田中: 鈴木さん、初めまして。田中と申します。臨床心理士です。

彩乃: ……はい。

田中: 来てくれてありがとう。今日は正式な治療ではなくて、まずはお話ししてみて、今の気持ちや状態を少し知りたいなと思っています。よろしいですか?

彩乃: ……はい。

田中: 体の方で何か気になることはありますか?頭痛とか。

彩乃: ……

田中: 鈴木さん?

彩乃: ……頭が……ちょっとだけ……でも大丈夫です。

田中: わかりました。もししんどくなったら、いつでも止めていいですからね。無理しなくて大丈夫です。ゆっくりいきましょう。

彩乃: ……ありがとうございます。


田中: 事故があってから、約二日経ちましたね。この二日間、どのように過ごしていましたか? 眠れていますか?

彩乃: 寝て……ます……たぶん……よくわからないです。
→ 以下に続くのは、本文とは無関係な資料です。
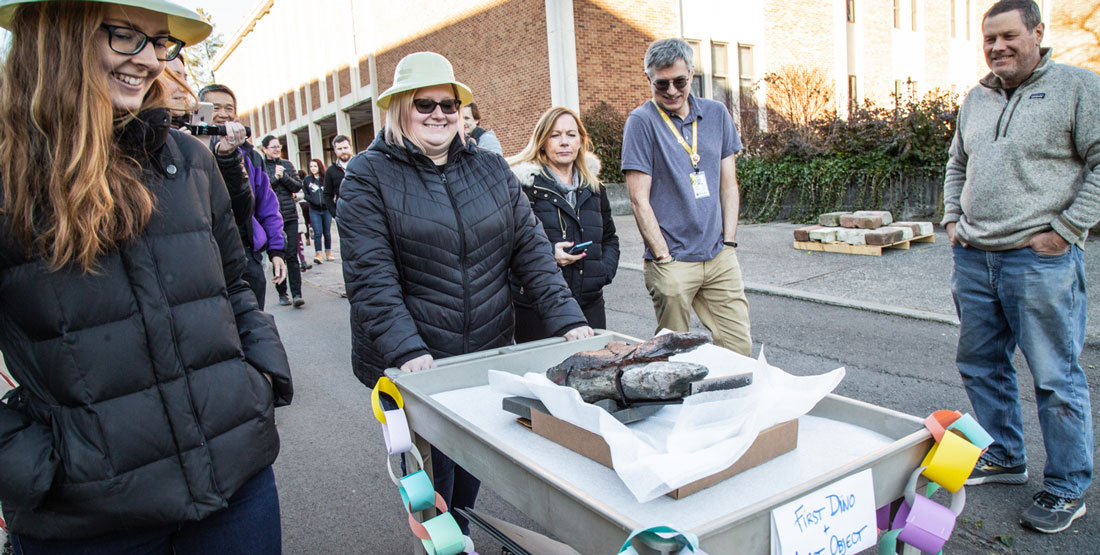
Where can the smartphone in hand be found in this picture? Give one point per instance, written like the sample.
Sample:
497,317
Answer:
580,247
寝たような気もするし、寝てないような気もするし。お母さんが、夜中に突然起き上がってるって言ってました……でも覚えてないです。

田中: 自分で起きたことは覚えていない?

彩乃: はい。……で、気づいたら……もう明るくなってて。間のことは何も覚えてないです。

田中: 昼間は? 家で何かしてましたか?

彩乃: ………

田中: 彩乃さん?

彩乃: あ……すみません。今……カーテンが動いたなと思って……何でもないです。昼間は……部屋にいました。横になってました。スマホも見るのが怖くて。お母さんがテレビを消してくれて。家の中が静かで……静かすぎて。

田中: スマホを見るのが怖いのは、事故に関連する情報を見てしまうかもしれないからですか?

彩乃: ……はい。ツイッターで……たくさんの人が言ってるみたいで。友達からもメッセージが来てます。一つも開けてないです。

田中: それらのメッセージは、見なくても大丈夫ですよ。彩乃さんが今それに向き合う必要はありません。今はご自身の状態が一番大切です。


彩乃: ……優奈……優奈のお母さんは……どうなってるんですか。

田中: そちらについては私にはわかりかねます。佐々木さんのご家族に連絡を取りたいと思っていますか?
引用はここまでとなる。